DeSantis spokeswoman charges Miami archbishop with lying about governor's migration remarks

Florida Governor Ron DeSantis appoints judges to Miamis Eleventh Judicial Circuit Court March 27 2019 Credit Hunter Crenian Shutterstock Florida Governor Ron DeSantis appoints judges to Miami's Eleventh Judicial Circuit Court, March 27, 2019. | Hunter Crenian/Shutterstock.

The governor of Florida is taking issue with an ad campaign featuring a quote from Archbishop Thomas Wenski criticizing the governor for his views on immigration. 

In a Feb. 15 tweet, Christina Pushaw, the press secretary for Florida Gov. Ron DeSantis (R), said that “lying is a sin” in reference to a recent ad campaign featuring the Wenski’s words.
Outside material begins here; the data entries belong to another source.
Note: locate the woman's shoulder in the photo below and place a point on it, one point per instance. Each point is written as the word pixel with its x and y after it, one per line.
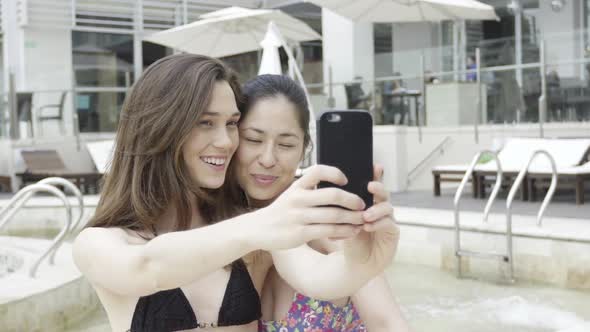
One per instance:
pixel 93 241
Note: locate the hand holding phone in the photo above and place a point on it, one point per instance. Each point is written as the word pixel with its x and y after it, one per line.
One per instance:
pixel 345 141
“And yes, if someone makes a false statement, whether it’s an organization of CEOs for illegal immigration or the Archbishop, I will call it like it is. They made a blatantly false statement and they should retract it,” she said.
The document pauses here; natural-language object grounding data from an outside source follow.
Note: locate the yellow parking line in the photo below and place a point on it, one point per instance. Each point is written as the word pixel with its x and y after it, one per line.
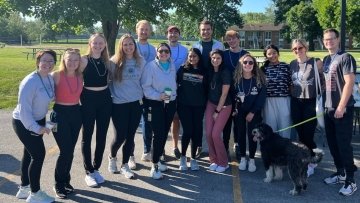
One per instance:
pixel 51 151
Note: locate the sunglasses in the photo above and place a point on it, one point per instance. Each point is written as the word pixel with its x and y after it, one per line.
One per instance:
pixel 248 62
pixel 298 48
pixel 161 51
Pushaw, a Catholic, said that she has “no antipathy toward any religion” and that “Catholics do not have to support illegal immigration or human smuggling.” 

The advertisements, placed by the American Business Immigration Coalition Action, quote Wenski claiming that DeSantis called immigrant children “disgusting.”

“DeSantis wants to eliminate immigrant children’s shelters in Florida, like the ones that housed Cuban children who came alone during the Pedro Pan exodus in the 1960s,” said the Spanish-language advertisement. 

An English translation of the advertisement was published on its Vimeo page. 

“To please his political base, DeSantis wants to convince us that the suffering of those children was more worthy of help than that of these Venezuelan and Haitian children who are fleeing dictatorship, socialism and violence,” said the ad. “That’s why many of the Pedro Pans, who today are pillars of this community, are expressing their outrage alongside Catholic Archbishop Wenski and business leaders.” 

Operation Peter Pan, also known as Operación Pedro Pan, was a clandestine program in the early 1960s that brought 14,000 unaccompanied Cuban minor children to the United States amid fears that Fidel Castro would seize custody of children to indoctrinate them to communism.

The program ended in October 1962. About 90% of the “Pedro Pans” were eventually reunited with their parents during the “Freedom Flights” exodus from Cuba. 

DeSantis issued an executive order in December that prohibited state regulators from issuing licenses to shelters that house unaccompanied minors in partnership with the federal government. The governor said that he believed funding these shelters would be akin to cooperating with human smuggling. 

It is unclear how many unaccompanied minors found at the U.S. border are victims of human trafficking. 

On Feb. 7, DeSantis told a group of former Pedro Pan participants that the comparison between their situation and the current unaccompanied minor crisis was “disgusting.”

In a press conference on Feb. 10, Wenski condemned this rhetoric, saying it was a “new low in the zero-sum politics of our divisive times.”  

“At Governor DeSantis’ Monday meeting with a few former Pedro Pan kids in Miami’s Museum of the Cuban Diaspora, he described any comparison of unaccompanied minors from Cuba in the early 60’s with those from Central America today as ‘disgusting’”, Archbishop Thomas Wenski said during a Feb. 10 press conference.

“Children are children — and no child should be deemed ‘disgusting’ — especially by a public servant,” he continued at his Feb. 10 press conference.

The Archdiocese of Miami declined to comment when reached for contact, telling CNA that they were not behind the ads and that “any communication involving the Governor and the Archbishop would be conducted between them, not through the media.”